One caveat has to do with interpretative traditions. The sublime ‘Pas de Deux’ is passionate, within the bounds of the relatively undernourished strings. However, if one experiences this in Gergiev’s rendition, and above all, Mravinsky’s, one enters an entirely more exalted realm. Certainly, Dorati’s performance is entirely in keeping with ‘Western’ performances of this number, and arguably, it is more appropriate in terms of continuity as a ballet, and in relation to the more modest dances which flank the ‘Pas de Deux’. The manner in which Gergiev and Mravinsky perform this, vaults it from a mere ballet extract into nothing less than the apotheosis of Russian romantic music. Having heard Temirkanov with a London orchestra, and Rozhdestvensky with both a London and Moscow orchestra perform the ‘Pas de Deux’ with much of the same overwhelming fervour, I wonder whether this is a specific Slavic performance tradition. The reason this is worth mentioning is because PentaTone are shortly due to record the complete ballet with a Russian orchestra and conductor. There is no need to hesitate to get this 2 SACD set for ‘the Nutcracker’. The performance of the ‘Serenade’ is not an asset. However, if one only desires a single complete Nutcracker on SACD, it may be better to wait to see if the upcoming PentaTone ‘Nutcracker’ contains a ‘Pas de Deux’ inimitably in the Russian vein.
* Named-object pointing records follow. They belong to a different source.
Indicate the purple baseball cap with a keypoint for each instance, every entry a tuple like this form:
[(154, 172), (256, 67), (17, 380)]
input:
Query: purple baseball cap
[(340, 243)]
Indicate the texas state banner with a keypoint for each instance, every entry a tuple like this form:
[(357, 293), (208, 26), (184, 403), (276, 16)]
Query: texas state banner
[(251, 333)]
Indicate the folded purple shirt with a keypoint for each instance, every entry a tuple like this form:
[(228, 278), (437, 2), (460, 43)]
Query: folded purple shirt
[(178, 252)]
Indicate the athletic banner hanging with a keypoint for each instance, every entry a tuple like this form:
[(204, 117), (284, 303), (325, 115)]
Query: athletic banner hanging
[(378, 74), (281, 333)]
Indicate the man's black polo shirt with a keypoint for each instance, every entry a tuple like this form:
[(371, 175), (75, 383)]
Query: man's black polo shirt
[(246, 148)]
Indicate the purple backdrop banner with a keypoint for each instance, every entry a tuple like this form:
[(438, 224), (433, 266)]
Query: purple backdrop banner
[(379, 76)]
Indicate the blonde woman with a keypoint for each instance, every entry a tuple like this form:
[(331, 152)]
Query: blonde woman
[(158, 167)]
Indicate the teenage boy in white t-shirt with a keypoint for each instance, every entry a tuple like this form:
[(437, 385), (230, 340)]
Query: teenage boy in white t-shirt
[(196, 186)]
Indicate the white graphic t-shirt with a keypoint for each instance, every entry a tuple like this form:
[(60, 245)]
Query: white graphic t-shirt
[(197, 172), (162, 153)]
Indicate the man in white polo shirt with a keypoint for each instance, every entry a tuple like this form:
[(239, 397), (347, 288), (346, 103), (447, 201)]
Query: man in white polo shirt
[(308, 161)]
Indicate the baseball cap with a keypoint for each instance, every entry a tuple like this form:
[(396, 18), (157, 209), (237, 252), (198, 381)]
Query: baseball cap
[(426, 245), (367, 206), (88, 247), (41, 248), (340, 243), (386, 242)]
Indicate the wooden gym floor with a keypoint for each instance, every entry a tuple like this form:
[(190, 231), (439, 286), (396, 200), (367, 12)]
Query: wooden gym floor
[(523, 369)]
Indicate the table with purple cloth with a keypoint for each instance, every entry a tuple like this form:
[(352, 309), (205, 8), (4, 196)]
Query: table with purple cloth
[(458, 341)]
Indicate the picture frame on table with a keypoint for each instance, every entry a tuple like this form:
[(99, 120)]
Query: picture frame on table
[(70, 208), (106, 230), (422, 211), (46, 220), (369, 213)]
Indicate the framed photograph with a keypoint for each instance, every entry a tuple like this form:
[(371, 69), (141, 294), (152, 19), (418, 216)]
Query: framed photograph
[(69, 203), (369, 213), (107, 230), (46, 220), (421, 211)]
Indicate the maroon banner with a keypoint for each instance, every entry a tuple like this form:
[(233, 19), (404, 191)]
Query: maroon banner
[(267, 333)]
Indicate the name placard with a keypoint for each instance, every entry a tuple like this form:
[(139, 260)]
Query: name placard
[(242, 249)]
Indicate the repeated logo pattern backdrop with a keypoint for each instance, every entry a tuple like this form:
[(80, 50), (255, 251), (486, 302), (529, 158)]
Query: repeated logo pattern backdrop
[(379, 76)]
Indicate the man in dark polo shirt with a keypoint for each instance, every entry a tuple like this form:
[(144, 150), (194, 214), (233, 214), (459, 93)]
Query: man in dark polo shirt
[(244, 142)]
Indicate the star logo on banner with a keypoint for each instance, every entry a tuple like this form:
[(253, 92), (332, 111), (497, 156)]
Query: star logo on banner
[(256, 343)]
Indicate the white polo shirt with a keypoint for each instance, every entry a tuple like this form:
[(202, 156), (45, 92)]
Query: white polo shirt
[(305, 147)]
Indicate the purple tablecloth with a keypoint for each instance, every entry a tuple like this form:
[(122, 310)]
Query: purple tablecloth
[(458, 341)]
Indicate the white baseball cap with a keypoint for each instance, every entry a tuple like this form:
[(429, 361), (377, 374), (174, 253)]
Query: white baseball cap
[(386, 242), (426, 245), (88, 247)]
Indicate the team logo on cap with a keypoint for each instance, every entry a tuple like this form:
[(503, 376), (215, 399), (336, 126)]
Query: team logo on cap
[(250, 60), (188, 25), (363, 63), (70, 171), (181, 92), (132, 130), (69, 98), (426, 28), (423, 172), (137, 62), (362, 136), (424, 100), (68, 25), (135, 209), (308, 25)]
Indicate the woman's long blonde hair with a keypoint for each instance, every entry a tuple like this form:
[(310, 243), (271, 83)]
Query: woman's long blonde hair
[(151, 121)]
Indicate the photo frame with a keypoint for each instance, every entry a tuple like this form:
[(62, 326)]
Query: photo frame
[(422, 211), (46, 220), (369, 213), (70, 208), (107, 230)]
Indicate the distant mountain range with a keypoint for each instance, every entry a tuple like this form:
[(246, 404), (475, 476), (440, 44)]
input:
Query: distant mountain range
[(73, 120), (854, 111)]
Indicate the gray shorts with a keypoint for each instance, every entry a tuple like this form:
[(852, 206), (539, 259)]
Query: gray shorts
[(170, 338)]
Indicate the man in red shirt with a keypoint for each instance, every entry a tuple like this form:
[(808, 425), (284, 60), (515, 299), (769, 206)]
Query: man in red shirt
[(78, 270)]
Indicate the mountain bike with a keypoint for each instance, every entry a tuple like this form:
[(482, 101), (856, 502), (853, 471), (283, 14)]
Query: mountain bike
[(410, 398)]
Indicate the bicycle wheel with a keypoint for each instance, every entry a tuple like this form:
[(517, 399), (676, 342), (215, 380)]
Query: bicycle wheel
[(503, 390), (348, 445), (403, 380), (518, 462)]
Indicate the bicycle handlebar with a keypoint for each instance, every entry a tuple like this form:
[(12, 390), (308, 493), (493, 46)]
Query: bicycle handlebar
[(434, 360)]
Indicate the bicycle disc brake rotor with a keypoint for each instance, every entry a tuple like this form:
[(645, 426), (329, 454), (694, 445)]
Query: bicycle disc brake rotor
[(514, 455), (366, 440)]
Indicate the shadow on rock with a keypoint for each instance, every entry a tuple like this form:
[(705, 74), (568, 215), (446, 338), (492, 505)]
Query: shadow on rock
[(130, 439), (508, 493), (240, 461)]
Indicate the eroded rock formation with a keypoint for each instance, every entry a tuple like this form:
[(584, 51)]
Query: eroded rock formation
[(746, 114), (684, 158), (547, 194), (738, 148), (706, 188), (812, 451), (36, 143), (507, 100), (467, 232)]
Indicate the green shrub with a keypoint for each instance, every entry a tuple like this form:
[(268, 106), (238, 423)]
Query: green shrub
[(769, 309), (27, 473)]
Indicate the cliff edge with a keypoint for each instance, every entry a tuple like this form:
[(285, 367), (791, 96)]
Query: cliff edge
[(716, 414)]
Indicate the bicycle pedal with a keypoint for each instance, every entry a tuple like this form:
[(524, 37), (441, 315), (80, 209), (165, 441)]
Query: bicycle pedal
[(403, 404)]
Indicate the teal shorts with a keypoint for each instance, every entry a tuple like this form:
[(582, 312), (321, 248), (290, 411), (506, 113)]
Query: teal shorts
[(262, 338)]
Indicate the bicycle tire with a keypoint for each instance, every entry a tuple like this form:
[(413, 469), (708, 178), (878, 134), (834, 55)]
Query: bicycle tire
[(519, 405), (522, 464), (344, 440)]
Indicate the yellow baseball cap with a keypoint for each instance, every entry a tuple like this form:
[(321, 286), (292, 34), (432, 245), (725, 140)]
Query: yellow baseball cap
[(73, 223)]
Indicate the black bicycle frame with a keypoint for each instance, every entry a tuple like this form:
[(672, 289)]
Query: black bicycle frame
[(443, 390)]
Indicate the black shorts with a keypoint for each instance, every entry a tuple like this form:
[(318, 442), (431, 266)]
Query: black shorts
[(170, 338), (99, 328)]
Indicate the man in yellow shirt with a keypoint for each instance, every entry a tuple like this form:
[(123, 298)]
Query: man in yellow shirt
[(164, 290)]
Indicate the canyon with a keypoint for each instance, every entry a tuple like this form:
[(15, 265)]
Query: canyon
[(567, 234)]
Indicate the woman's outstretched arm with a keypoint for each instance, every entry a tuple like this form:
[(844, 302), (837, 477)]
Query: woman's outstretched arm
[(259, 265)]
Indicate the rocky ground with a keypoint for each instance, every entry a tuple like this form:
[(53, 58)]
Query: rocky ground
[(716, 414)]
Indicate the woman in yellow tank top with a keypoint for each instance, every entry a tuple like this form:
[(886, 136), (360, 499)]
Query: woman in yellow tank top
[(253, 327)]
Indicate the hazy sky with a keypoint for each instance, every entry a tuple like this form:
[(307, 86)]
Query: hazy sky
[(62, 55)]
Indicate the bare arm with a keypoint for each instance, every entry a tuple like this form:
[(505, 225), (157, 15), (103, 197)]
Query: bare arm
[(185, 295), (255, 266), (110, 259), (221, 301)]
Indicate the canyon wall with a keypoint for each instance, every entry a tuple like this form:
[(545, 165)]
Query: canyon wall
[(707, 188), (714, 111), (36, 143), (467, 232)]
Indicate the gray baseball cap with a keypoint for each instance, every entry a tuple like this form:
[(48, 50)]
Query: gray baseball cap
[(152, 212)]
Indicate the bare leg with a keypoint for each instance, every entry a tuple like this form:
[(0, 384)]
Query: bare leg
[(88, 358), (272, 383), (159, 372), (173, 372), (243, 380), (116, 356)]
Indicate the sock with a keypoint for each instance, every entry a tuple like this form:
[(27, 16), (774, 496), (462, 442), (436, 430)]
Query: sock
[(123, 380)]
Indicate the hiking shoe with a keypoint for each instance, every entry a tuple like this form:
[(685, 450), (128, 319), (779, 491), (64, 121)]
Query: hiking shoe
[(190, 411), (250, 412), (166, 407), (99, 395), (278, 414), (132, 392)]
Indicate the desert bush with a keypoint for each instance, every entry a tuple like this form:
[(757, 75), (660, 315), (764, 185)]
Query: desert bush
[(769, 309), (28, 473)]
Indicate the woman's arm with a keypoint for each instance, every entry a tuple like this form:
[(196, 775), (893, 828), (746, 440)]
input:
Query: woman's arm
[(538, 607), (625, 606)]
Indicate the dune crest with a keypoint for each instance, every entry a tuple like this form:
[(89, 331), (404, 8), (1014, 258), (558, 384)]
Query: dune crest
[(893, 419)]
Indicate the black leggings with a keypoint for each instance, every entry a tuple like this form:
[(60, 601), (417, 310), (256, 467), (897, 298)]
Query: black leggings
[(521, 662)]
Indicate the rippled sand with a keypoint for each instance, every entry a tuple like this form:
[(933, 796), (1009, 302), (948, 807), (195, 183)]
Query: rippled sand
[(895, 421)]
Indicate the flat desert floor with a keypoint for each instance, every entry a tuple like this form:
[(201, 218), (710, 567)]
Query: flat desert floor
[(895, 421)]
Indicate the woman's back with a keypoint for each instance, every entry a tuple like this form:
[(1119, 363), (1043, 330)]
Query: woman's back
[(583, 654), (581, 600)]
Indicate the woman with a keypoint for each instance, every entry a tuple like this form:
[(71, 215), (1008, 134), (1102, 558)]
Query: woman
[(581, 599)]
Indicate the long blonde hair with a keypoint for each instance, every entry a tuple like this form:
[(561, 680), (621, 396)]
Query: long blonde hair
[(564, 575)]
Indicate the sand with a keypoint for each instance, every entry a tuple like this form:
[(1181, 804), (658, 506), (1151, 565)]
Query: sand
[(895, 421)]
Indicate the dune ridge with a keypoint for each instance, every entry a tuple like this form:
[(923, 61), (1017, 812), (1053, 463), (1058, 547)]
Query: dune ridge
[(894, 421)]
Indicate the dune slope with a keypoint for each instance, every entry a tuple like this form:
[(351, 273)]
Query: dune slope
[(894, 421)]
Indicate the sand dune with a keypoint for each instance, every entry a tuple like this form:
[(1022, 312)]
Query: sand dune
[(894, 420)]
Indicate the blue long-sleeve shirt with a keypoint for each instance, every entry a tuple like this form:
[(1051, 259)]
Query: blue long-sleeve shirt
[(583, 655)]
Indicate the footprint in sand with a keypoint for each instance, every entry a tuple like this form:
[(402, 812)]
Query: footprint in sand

Final word must rest with the production of the booklet, which contains no less than sixteen pages of text about the music and recording. There is a detailed plot cued to the music, based on a Balanchine production. This is written in quite a fetching style of middle class English prevalent in the 1940’s to 1950’s, devoid of the banalities and false posturing which apparently is de rigueur to engage with attention deficit youth culture. It would make an stimulating present for children to nurture their imaginations in an audiovisually saturated culture, and also to any person learning English, for the prose is colourful whilst remaining grammatically correct. Enjoy.